At compilation I get following error

nvcc -arch=sm_90 tu_test_e4m3.s.cu -o tu_test_e4m3
tu_test_e4m3.cuh(17): error: incomplete type is not allowed

tu_test_e4m3.cuh(18): error: incomplete type is not allowed

2 errors detected in the compilation of "tu_test_e4m3.s.cu".
make: *** [Makefile:2: tu_test_e4m3] Error 2

Any help will be appreciated.

  1. Please include a complete code.
  2. Please don’t post pictures of text on this forum.
  3. Please properly format code on this forum. A simple method: edit your post by clicking on the pencil icon under it. Select the code in the edit window. Press the </> button at the top of the edit window. Save your changes.

updated the post. Would appreciate the help. If you copy this header and source code into files, you should be able to reproduce the error.

mma.h (i.e. /usr/local/cuda/include/crt/mma.h) in CUDA 12.0 doesn’t seem to have any mma definition overloads for fp8 yet. May have to wait for a future release. It’s possible that CUDA 12.1 has some, I haven’t checked. I don’t see them in CUDA 12.1 either. I don’t have information about when things may appear in the future.

There are fp8 ptx instructions exposed.

It is interesting that you say it’s not supported. I have an fp8 matmul implementation which leverages cublasLt and it seems to work. Wondering how cublas fp8 kernel is written?

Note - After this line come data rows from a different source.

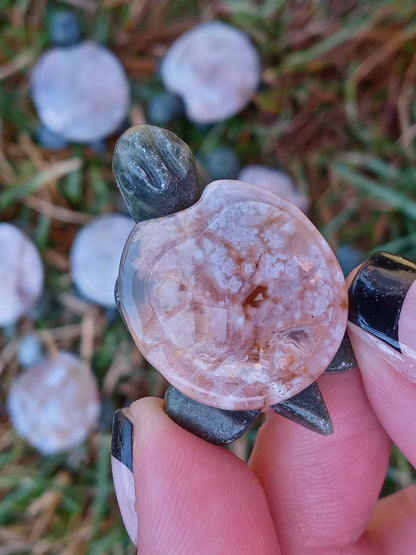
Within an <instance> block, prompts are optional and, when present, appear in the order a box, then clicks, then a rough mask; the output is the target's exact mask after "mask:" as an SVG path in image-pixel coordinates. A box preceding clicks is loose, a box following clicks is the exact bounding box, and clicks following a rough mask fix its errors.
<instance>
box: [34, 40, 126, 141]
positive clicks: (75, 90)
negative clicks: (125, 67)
mask: <svg viewBox="0 0 416 555" xmlns="http://www.w3.org/2000/svg"><path fill="white" fill-rule="evenodd" d="M31 93H32V98H33V103H34V105H35V107H36V110H37V112H38V115H39V119H40V121H41V122H42V123H43V124H44V125H45V126H46V127H48V128H49V129H51V130H52V131H54V132H55V133H57V134H58V135H60V136H61V137H62V138H63V139H66V140H68V141H74V142H81V143H91V142H94V141H98V140H100V139H102V138H104V137H107V136H108V135H111V133H114V132H115V131H116V130H117V129H118V128H119V127H120V125H121V123H122V122H123V120H124V118H125V116H126V113H127V109H128V106H129V102H130V88H129V83H128V80H127V76H126V74H125V72H124V69H123V67H122V65H121V63H120V62H119V60H118V59H117V58H116V56H115V55H114V54H113V53H112V52H110V50H108V49H107V48H105V47H104V46H101V45H99V44H97V43H95V42H94V41H84V42H81V43H80V44H77V45H75V46H70V47H66V48H59V47H55V48H51V49H49V50H48V51H47V52H45V53H44V54H43V55H42V56H41V58H40V59H39V60H38V62H37V63H36V65H35V67H34V69H33V73H32V78H31Z"/></svg>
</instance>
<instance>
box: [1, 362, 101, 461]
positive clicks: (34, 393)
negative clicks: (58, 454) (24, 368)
mask: <svg viewBox="0 0 416 555" xmlns="http://www.w3.org/2000/svg"><path fill="white" fill-rule="evenodd" d="M7 409H8V412H9V416H10V419H11V421H12V423H13V426H14V427H15V429H16V431H17V433H18V434H19V435H21V436H22V437H24V438H25V439H26V440H27V441H28V442H29V443H30V444H31V445H33V447H35V448H36V449H38V451H40V452H41V453H46V454H52V453H56V452H59V451H67V450H69V449H72V448H73V447H75V446H76V445H78V444H79V443H81V442H82V441H84V439H85V438H86V437H87V435H88V434H89V433H90V432H91V431H92V430H94V429H95V428H96V426H97V424H98V417H99V413H100V400H99V394H98V387H97V383H96V380H95V377H94V375H93V374H92V372H91V370H90V368H89V367H88V366H87V365H86V364H85V363H83V362H82V361H81V360H80V359H79V358H78V357H76V356H75V355H73V354H72V353H68V352H65V351H59V352H58V353H57V354H56V355H55V356H53V357H49V358H45V359H43V360H41V361H40V362H39V363H38V364H37V365H36V366H32V367H31V368H28V369H27V370H26V371H25V372H23V373H22V374H21V375H20V376H19V377H18V378H17V379H16V380H15V381H14V382H13V385H12V387H11V388H10V392H9V395H8V398H7Z"/></svg>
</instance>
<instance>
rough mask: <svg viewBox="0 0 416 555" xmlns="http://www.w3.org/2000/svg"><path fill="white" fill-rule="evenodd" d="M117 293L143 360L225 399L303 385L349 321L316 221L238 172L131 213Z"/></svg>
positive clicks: (203, 393)
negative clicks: (150, 214) (198, 199)
mask: <svg viewBox="0 0 416 555" xmlns="http://www.w3.org/2000/svg"><path fill="white" fill-rule="evenodd" d="M119 297H120V302H121V308H122V312H123V315H124V318H125V321H126V323H127V325H128V327H129V330H130V332H131V334H132V336H133V338H134V340H135V342H136V344H137V346H138V347H139V349H140V351H141V352H142V354H143V355H144V356H145V357H146V358H147V359H148V360H149V362H150V363H151V364H153V365H154V366H155V368H157V369H158V370H159V371H160V372H161V373H162V374H163V375H164V376H165V377H166V378H167V380H168V381H169V382H170V383H171V384H172V385H173V386H174V387H176V388H177V389H179V390H180V391H181V392H182V393H184V394H185V395H187V396H189V397H191V398H192V399H194V400H196V401H199V402H201V403H205V404H208V405H212V406H215V407H218V408H222V409H230V410H250V409H258V408H264V407H267V406H269V405H273V404H276V403H278V402H280V401H283V400H285V399H288V398H289V397H292V396H293V395H295V394H296V393H299V392H300V391H302V390H303V389H305V388H306V387H307V386H308V385H310V384H311V383H312V382H313V381H315V380H316V378H317V377H318V376H319V375H320V374H322V373H323V372H324V371H325V369H326V367H327V366H328V364H329V363H330V362H331V360H332V358H333V357H334V355H335V353H336V351H337V349H338V347H339V345H340V343H341V340H342V338H343V336H344V333H345V328H346V321H347V292H346V286H345V281H344V276H343V274H342V272H341V269H340V267H339V265H338V262H337V260H336V258H335V256H334V254H333V252H332V251H331V249H330V247H329V246H328V244H327V243H326V241H325V240H324V238H323V237H322V236H321V234H320V233H319V231H318V230H317V229H316V228H315V227H314V226H313V224H312V223H311V222H310V221H309V220H308V219H307V218H306V216H305V215H304V214H303V213H302V212H301V211H300V210H299V209H298V208H297V207H296V206H294V205H293V204H291V203H289V202H287V201H285V200H283V199H281V198H280V197H277V196H276V195H275V194H273V193H271V192H270V191H268V190H267V189H264V194H262V195H261V196H259V187H258V186H255V185H250V184H247V183H243V182H239V181H227V180H224V181H216V182H214V183H212V184H211V185H208V186H207V187H206V189H205V190H204V193H203V195H202V197H201V199H200V200H199V201H198V202H197V203H196V204H195V205H193V206H192V207H191V208H188V209H187V210H184V211H182V212H177V213H175V214H172V215H170V216H165V217H163V218H158V219H156V220H154V219H153V220H147V221H145V222H140V223H138V224H137V225H136V227H135V229H134V231H133V233H132V234H131V235H130V238H129V241H128V244H127V246H126V249H125V251H124V254H123V259H122V263H121V267H120V273H119Z"/></svg>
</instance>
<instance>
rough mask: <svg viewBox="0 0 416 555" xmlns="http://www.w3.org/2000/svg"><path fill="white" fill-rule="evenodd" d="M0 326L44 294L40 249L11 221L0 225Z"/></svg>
mask: <svg viewBox="0 0 416 555" xmlns="http://www.w3.org/2000/svg"><path fill="white" fill-rule="evenodd" d="M0 253H1V256H0V326H4V325H7V324H12V323H13V322H15V321H16V320H18V319H19V318H20V317H21V316H23V315H24V314H27V313H28V311H29V310H30V309H31V308H32V307H33V306H34V305H35V304H36V302H37V301H38V299H39V298H40V296H41V293H42V289H43V283H44V270H43V264H42V260H41V257H40V254H39V251H38V249H37V248H36V246H35V244H34V243H33V242H32V240H31V239H29V237H28V236H27V235H26V234H25V233H23V232H22V231H20V229H19V228H17V227H16V226H14V225H12V224H8V223H1V224H0Z"/></svg>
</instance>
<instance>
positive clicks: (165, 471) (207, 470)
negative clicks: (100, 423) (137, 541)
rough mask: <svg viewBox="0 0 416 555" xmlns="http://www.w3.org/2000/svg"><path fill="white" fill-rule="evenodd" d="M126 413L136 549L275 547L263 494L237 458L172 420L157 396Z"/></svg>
mask: <svg viewBox="0 0 416 555" xmlns="http://www.w3.org/2000/svg"><path fill="white" fill-rule="evenodd" d="M129 412H130V417H131V418H132V421H133V425H134V432H133V451H134V455H133V458H134V464H133V467H134V483H135V492H136V511H137V521H138V552H139V553H152V554H155V555H157V554H159V553H160V554H162V553H163V554H165V553H181V554H184V555H187V554H189V555H191V554H192V555H193V554H194V553H201V552H204V553H205V552H206V553H234V552H235V553H237V552H238V553H242V554H245V553H247V554H251V553H255V552H257V551H256V549H257V548H258V549H260V552H261V553H264V554H270V555H271V554H275V553H279V552H280V551H279V548H278V545H277V539H276V534H275V531H274V528H273V524H272V520H271V517H270V513H269V510H268V506H267V502H266V499H265V496H264V493H263V491H262V489H261V486H260V484H259V483H258V481H257V480H256V478H255V477H254V475H253V474H252V473H251V472H250V470H249V469H248V468H247V466H246V465H245V464H244V463H243V462H242V461H241V460H239V459H238V458H237V457H235V456H234V455H233V454H232V453H230V452H229V451H227V450H226V449H224V448H222V447H218V446H215V445H212V444H210V443H208V442H206V441H204V440H202V439H200V438H198V437H196V436H194V435H193V434H191V433H190V432H187V431H186V430H184V429H182V428H181V427H179V426H178V425H177V424H175V423H174V422H173V421H172V420H170V418H169V417H168V416H167V415H166V414H165V412H164V410H163V401H161V400H160V399H155V398H147V399H141V400H139V401H137V402H135V403H133V404H132V405H131V406H130V407H129Z"/></svg>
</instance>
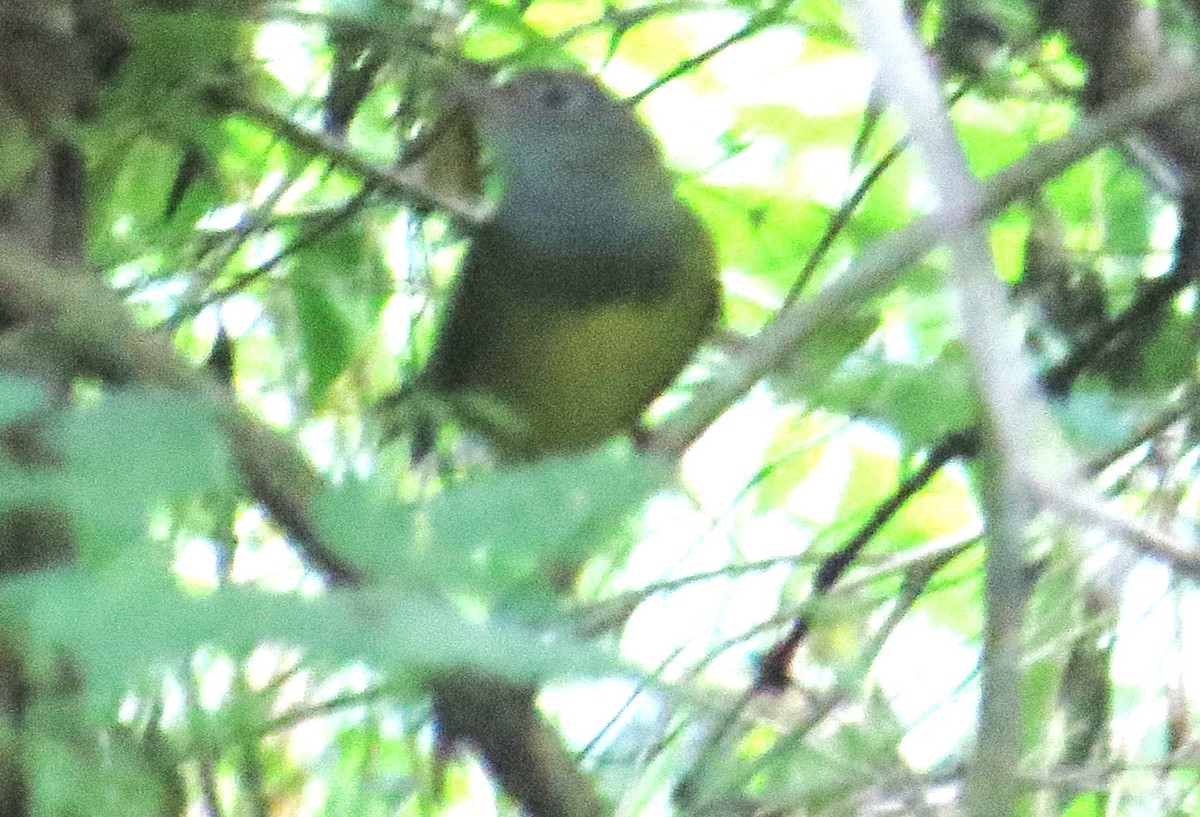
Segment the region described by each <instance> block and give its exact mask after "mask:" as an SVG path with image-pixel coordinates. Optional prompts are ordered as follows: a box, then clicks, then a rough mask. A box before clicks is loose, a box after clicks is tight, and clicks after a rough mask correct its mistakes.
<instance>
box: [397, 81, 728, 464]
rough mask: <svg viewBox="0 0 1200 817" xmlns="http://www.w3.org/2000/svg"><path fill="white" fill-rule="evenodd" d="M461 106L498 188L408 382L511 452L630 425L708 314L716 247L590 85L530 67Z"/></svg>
mask: <svg viewBox="0 0 1200 817" xmlns="http://www.w3.org/2000/svg"><path fill="white" fill-rule="evenodd" d="M469 106H470V108H472V112H473V115H474V121H475V126H476V128H478V132H479V136H480V139H481V142H482V145H484V150H485V151H486V155H487V157H488V160H490V164H491V167H492V169H493V170H494V173H496V174H497V176H498V180H499V185H500V194H499V199H498V202H497V204H496V208H494V211H493V215H492V217H491V218H490V220H488V221H487V222H486V223H485V224H482V226H481V227H480V228H479V229H478V232H476V233H475V234H474V236H473V238H472V240H470V245H469V248H468V251H467V254H466V258H464V260H463V264H462V268H461V271H460V274H458V278H457V282H456V288H455V290H454V293H452V295H451V299H450V301H449V306H448V308H446V311H445V314H444V319H443V323H442V325H440V329H439V331H438V334H437V337H436V342H434V347H433V352H432V355H431V358H430V361H428V364H427V366H426V370H425V372H424V373H422V374H421V377H420V379H419V386H420V388H421V389H424V390H427V391H428V392H432V394H434V395H437V396H438V397H439V398H442V400H444V401H446V403H448V404H450V406H451V407H452V411H454V414H455V415H456V416H457V419H458V420H460V421H461V422H462V423H463V425H464V426H467V427H468V428H470V429H473V431H474V432H476V433H479V434H480V435H482V437H484V438H485V439H486V440H487V441H488V443H490V444H491V445H492V446H493V447H494V449H496V450H497V452H498V453H499V455H500V456H502V457H504V458H508V459H526V461H527V459H533V458H538V457H542V456H547V455H554V453H568V452H572V451H581V450H584V449H588V447H592V446H594V445H596V444H599V443H600V441H602V440H605V439H606V438H608V437H612V435H614V434H618V433H622V432H628V431H631V429H632V428H634V427H635V426H636V423H637V421H638V419H640V416H641V415H642V413H643V411H644V409H646V408H647V406H649V403H650V402H652V401H653V400H654V398H655V397H656V396H658V395H659V394H661V392H662V391H664V390H665V389H666V388H667V386H668V385H670V384H671V382H672V380H673V379H674V378H676V377H677V376H678V374H679V372H680V371H682V370H683V367H684V366H685V365H686V364H688V361H689V360H690V358H691V356H692V353H694V352H695V350H696V348H697V346H698V344H700V343H701V341H702V340H703V338H704V336H706V335H707V334H708V332H709V331H710V330H712V326H713V323H714V320H715V319H716V316H718V312H719V305H720V284H719V281H718V260H716V253H715V251H714V246H713V241H712V239H710V236H709V234H708V232H707V230H706V229H704V227H703V226H702V224H701V222H700V220H698V218H697V217H696V216H695V215H694V214H692V212H691V211H690V210H689V209H688V208H686V206H685V205H684V204H683V203H682V202H680V200H679V199H678V198H677V197H676V193H674V182H673V179H672V176H671V174H670V173H668V172H667V169H666V168H665V167H664V163H662V157H661V152H660V150H659V145H658V143H656V142H655V139H654V137H653V136H652V134H650V132H649V131H648V130H647V128H646V127H644V126H643V125H642V124H641V122H640V121H638V120H637V118H636V116H635V114H634V112H632V109H631V108H630V107H629V106H628V104H625V103H623V102H620V101H618V100H617V98H616V97H613V96H612V95H611V94H610V92H608V91H607V90H605V88H604V86H601V85H600V84H599V83H598V82H596V80H595V79H593V78H590V77H588V76H584V74H581V73H572V72H566V71H552V70H535V71H527V72H524V73H521V74H518V76H516V77H515V78H514V79H511V80H509V82H508V83H504V84H502V85H498V86H491V88H488V89H486V90H484V91H480V92H476V94H475V96H474V97H473V98H472V101H470V103H469Z"/></svg>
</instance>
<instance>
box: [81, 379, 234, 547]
mask: <svg viewBox="0 0 1200 817" xmlns="http://www.w3.org/2000/svg"><path fill="white" fill-rule="evenodd" d="M59 433H60V434H61V444H62V452H64V456H65V459H66V462H65V467H64V470H62V485H64V500H65V503H66V506H67V510H68V512H70V515H71V521H72V523H73V525H74V528H76V531H77V534H78V535H79V540H80V547H82V552H83V557H84V559H85V560H94V559H100V560H102V561H103V560H108V559H109V558H112V555H113V552H114V551H116V549H120V548H122V547H126V546H128V545H130V543H132V542H136V541H140V540H142V537H143V534H144V525H145V521H146V511H148V510H149V509H150V507H151V506H154V505H155V504H157V503H160V501H163V500H166V499H170V498H175V497H178V495H181V494H186V493H199V492H208V491H212V489H229V488H230V487H232V485H233V477H232V469H230V465H229V461H228V453H227V449H226V445H224V439H223V438H222V435H221V434H220V431H218V428H217V426H216V422H215V419H214V416H212V414H211V411H210V409H209V408H208V407H206V406H204V404H202V403H198V402H197V401H194V400H190V398H187V397H185V396H180V395H175V394H167V392H152V391H137V390H125V391H120V392H114V394H110V395H106V396H104V397H103V398H102V400H101V401H100V402H97V403H95V404H92V406H88V407H83V408H79V409H77V410H73V411H70V413H67V415H66V416H65V417H64V419H62V422H61V426H60V428H59Z"/></svg>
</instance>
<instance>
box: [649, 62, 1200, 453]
mask: <svg viewBox="0 0 1200 817" xmlns="http://www.w3.org/2000/svg"><path fill="white" fill-rule="evenodd" d="M1198 98H1200V78H1196V77H1195V76H1194V72H1183V71H1170V72H1165V76H1164V77H1162V78H1160V79H1159V80H1157V82H1156V83H1153V84H1152V85H1148V86H1146V88H1144V89H1140V90H1138V91H1135V92H1130V94H1127V95H1126V96H1122V97H1121V98H1118V100H1116V101H1115V102H1112V103H1109V104H1106V106H1104V107H1103V108H1100V109H1098V110H1097V112H1096V113H1094V114H1093V115H1092V116H1088V118H1085V119H1082V120H1080V122H1079V125H1078V126H1076V127H1075V128H1074V130H1073V131H1072V132H1070V133H1069V134H1067V136H1064V137H1062V138H1061V139H1056V140H1054V142H1048V143H1045V144H1042V145H1037V146H1036V148H1033V149H1032V150H1030V152H1028V155H1027V156H1026V157H1025V158H1022V160H1021V161H1019V162H1014V163H1013V164H1010V166H1008V167H1007V168H1004V169H1003V170H1000V172H998V173H996V174H995V175H992V176H991V178H990V179H989V180H988V181H986V182H985V184H984V185H983V187H982V190H980V194H979V197H978V199H977V200H976V202H974V203H973V204H972V205H971V208H970V209H968V210H965V211H962V212H960V214H958V218H956V224H958V227H959V228H966V227H968V226H971V224H978V223H982V222H984V221H986V220H989V218H991V217H994V216H996V215H998V214H1000V212H1002V211H1003V210H1004V208H1007V206H1008V205H1009V204H1012V203H1013V202H1015V200H1018V199H1020V198H1024V197H1025V196H1028V194H1030V193H1032V192H1034V191H1037V190H1038V188H1039V187H1042V186H1043V185H1044V184H1045V182H1046V181H1049V180H1050V179H1054V178H1055V176H1057V175H1058V174H1061V173H1062V172H1063V170H1066V169H1067V168H1069V167H1070V166H1073V164H1074V163H1075V162H1078V161H1080V160H1082V158H1085V157H1086V156H1088V155H1091V154H1092V152H1094V151H1096V150H1098V149H1099V148H1103V146H1104V145H1105V144H1108V143H1110V142H1112V140H1115V139H1117V138H1120V137H1121V136H1123V134H1124V133H1127V132H1128V131H1130V130H1132V128H1134V127H1136V126H1139V125H1140V124H1144V122H1146V121H1147V120H1150V119H1151V118H1153V116H1154V115H1157V114H1160V113H1163V112H1164V110H1169V109H1171V108H1172V107H1175V106H1178V104H1181V103H1184V102H1188V101H1194V100H1198ZM947 238H949V236H948V235H947V227H946V224H944V222H943V220H942V217H941V216H926V217H924V218H920V220H918V221H916V222H913V223H912V224H910V226H908V227H906V228H904V229H901V230H898V232H896V233H894V234H893V235H892V236H890V238H888V239H883V240H881V241H877V242H875V244H874V245H872V246H870V247H868V250H866V251H865V252H864V253H862V256H860V258H859V260H858V263H857V264H854V265H853V266H852V268H851V269H850V270H847V271H846V272H845V274H844V275H841V276H840V277H838V278H835V280H834V281H832V282H830V283H829V284H828V286H827V287H826V289H824V290H823V292H821V293H820V294H818V295H817V296H816V298H815V299H814V300H811V301H805V302H797V304H793V305H792V306H790V307H787V308H785V310H782V311H780V313H779V314H778V316H776V317H775V319H774V320H773V322H772V323H770V324H769V325H767V326H766V328H764V329H763V330H762V331H761V332H760V334H758V336H757V337H756V338H755V341H754V342H752V343H745V344H743V347H742V348H740V349H739V354H737V355H733V356H731V358H730V359H728V360H727V361H726V362H725V364H724V365H722V366H721V367H720V370H719V371H718V373H716V376H715V377H714V378H713V379H712V380H709V382H707V383H703V384H701V385H698V386H697V388H696V392H695V396H694V398H692V400H691V402H690V403H689V404H688V407H686V409H684V410H682V411H679V413H677V414H676V415H673V416H672V417H668V419H667V421H666V422H664V423H661V425H660V426H658V427H655V428H654V429H652V431H650V433H649V434H648V435H647V447H648V449H650V450H656V451H660V452H664V453H666V455H668V456H678V453H679V452H680V451H683V450H684V449H686V447H688V446H689V445H690V444H691V443H692V441H694V440H695V439H696V438H697V437H698V435H700V434H701V433H703V431H704V429H706V428H707V427H708V426H709V425H710V423H712V422H713V421H715V420H716V417H719V416H720V415H721V414H722V413H724V411H725V410H726V409H727V408H728V407H730V406H732V404H733V403H734V402H737V401H738V400H739V398H740V397H742V396H743V395H745V394H746V392H748V391H749V390H750V388H751V386H754V385H755V384H756V383H758V382H760V380H762V379H763V378H764V377H768V376H769V374H770V373H773V372H775V371H778V370H780V368H782V367H784V366H785V365H786V364H787V361H788V360H790V359H791V358H793V356H796V355H798V354H803V350H804V343H805V342H808V341H810V340H812V338H815V337H816V336H817V335H820V334H821V331H823V330H824V329H827V328H828V326H830V325H833V324H836V323H838V322H841V320H845V319H846V317H847V316H852V314H856V313H857V312H858V310H859V308H860V307H862V305H863V304H864V302H866V301H869V300H870V299H872V298H875V296H877V295H881V294H883V293H886V292H887V290H888V289H890V288H892V287H893V286H895V284H896V282H898V281H899V280H900V276H901V275H902V274H904V272H905V271H907V270H908V268H911V266H912V265H913V264H916V263H917V262H919V260H920V259H922V258H924V257H925V254H926V253H929V252H930V251H931V250H934V248H935V247H936V246H938V245H940V244H941V242H942V241H943V240H946V239H947Z"/></svg>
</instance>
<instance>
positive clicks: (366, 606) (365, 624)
mask: <svg viewBox="0 0 1200 817" xmlns="http://www.w3.org/2000/svg"><path fill="white" fill-rule="evenodd" d="M0 606H2V607H4V608H5V611H6V612H7V613H8V615H10V624H11V623H12V620H13V619H12V617H16V620H22V621H25V623H26V624H28V633H29V643H30V644H31V650H34V651H36V654H37V655H41V656H43V659H44V661H47V662H49V663H50V665H52V666H53V661H54V660H55V656H60V655H62V654H64V653H62V651H64V650H65V651H66V654H70V655H72V656H74V657H76V659H77V660H78V661H79V662H80V665H82V667H83V669H84V673H85V677H86V678H88V693H89V695H91V696H95V698H96V699H97V702H100V701H102V699H108V701H109V702H112V701H114V699H118V698H119V697H120V696H121V695H124V692H125V690H126V689H127V687H128V685H130V684H131V683H132V681H134V680H137V679H138V678H139V677H142V675H143V674H144V673H146V672H149V671H150V669H154V668H157V667H162V666H163V665H179V663H181V662H184V661H186V660H187V659H188V657H190V656H191V655H192V654H194V653H196V650H198V649H199V648H202V647H209V648H212V649H216V650H218V651H224V653H229V654H232V655H234V656H240V657H245V656H247V655H248V654H250V653H251V650H253V649H254V648H257V647H258V645H260V644H264V643H270V644H280V645H284V647H292V648H299V649H302V650H304V651H305V653H306V655H307V656H308V657H310V661H312V662H320V663H325V665H329V666H335V665H346V663H349V662H354V661H366V662H368V663H370V665H371V666H372V667H374V668H377V669H379V671H382V672H385V673H388V674H389V675H391V677H395V678H400V679H404V678H407V679H410V680H413V681H421V680H424V679H426V678H428V677H431V675H433V674H436V673H438V672H444V671H448V669H452V668H456V667H463V666H469V667H475V668H478V669H481V671H485V672H488V673H493V674H497V675H499V677H502V678H506V679H510V680H514V681H522V683H528V681H533V680H545V679H547V678H569V677H575V675H595V674H608V673H614V672H623V669H622V667H620V666H619V663H618V662H617V661H616V660H614V659H613V657H611V656H610V655H607V654H606V653H605V651H602V650H600V649H599V648H596V647H594V645H590V644H587V643H584V642H580V641H576V639H574V638H572V637H570V636H569V635H566V633H558V635H557V636H556V637H554V638H553V639H547V638H545V632H544V631H542V630H534V629H530V627H527V626H524V625H522V624H518V623H514V621H506V620H503V619H497V618H492V619H490V620H487V621H485V623H481V624H480V623H474V621H469V620H467V619H466V618H463V615H462V614H461V613H460V612H458V611H456V609H455V608H454V607H452V606H451V605H450V603H448V602H446V601H445V600H444V599H439V597H436V596H430V595H420V594H414V593H412V591H408V590H406V589H400V588H397V587H395V585H377V587H374V588H371V589H370V590H354V591H350V590H344V591H338V593H329V594H324V595H320V596H316V597H302V596H298V595H278V594H271V593H265V591H260V590H256V589H250V588H239V587H230V588H223V589H221V590H218V591H216V593H214V594H212V595H210V596H206V597H196V596H191V595H187V594H185V593H182V591H180V590H179V589H178V588H176V587H175V585H173V584H172V583H169V582H168V581H166V579H164V578H163V577H156V576H155V575H152V573H151V575H148V573H146V572H145V571H139V570H130V569H128V565H126V564H122V565H114V566H113V567H112V569H109V570H103V571H96V572H89V571H83V570H79V569H64V570H59V571H46V572H41V573H37V575H29V576H24V577H19V578H12V579H6V581H5V582H4V583H0ZM164 623H169V626H164Z"/></svg>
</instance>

I don’t think I said “its not supported”. I pointed out that a particular header file didn’t seem to have the necessary overloads (yet), and also that it seemed to be available via PTX.

I guess cublasLt is using PTX directly then? Cause cublasLt included as part of cuda12.0 is working for fp8 matmul.

I think that is one possibility, anyway.

Is there a way to raise issues with CUBLAS team? I am seeing other issues with certain matrix sizes with cublasLt.

You can file a bug. If you don’t provide a complete repro case, you will probably be asked for one.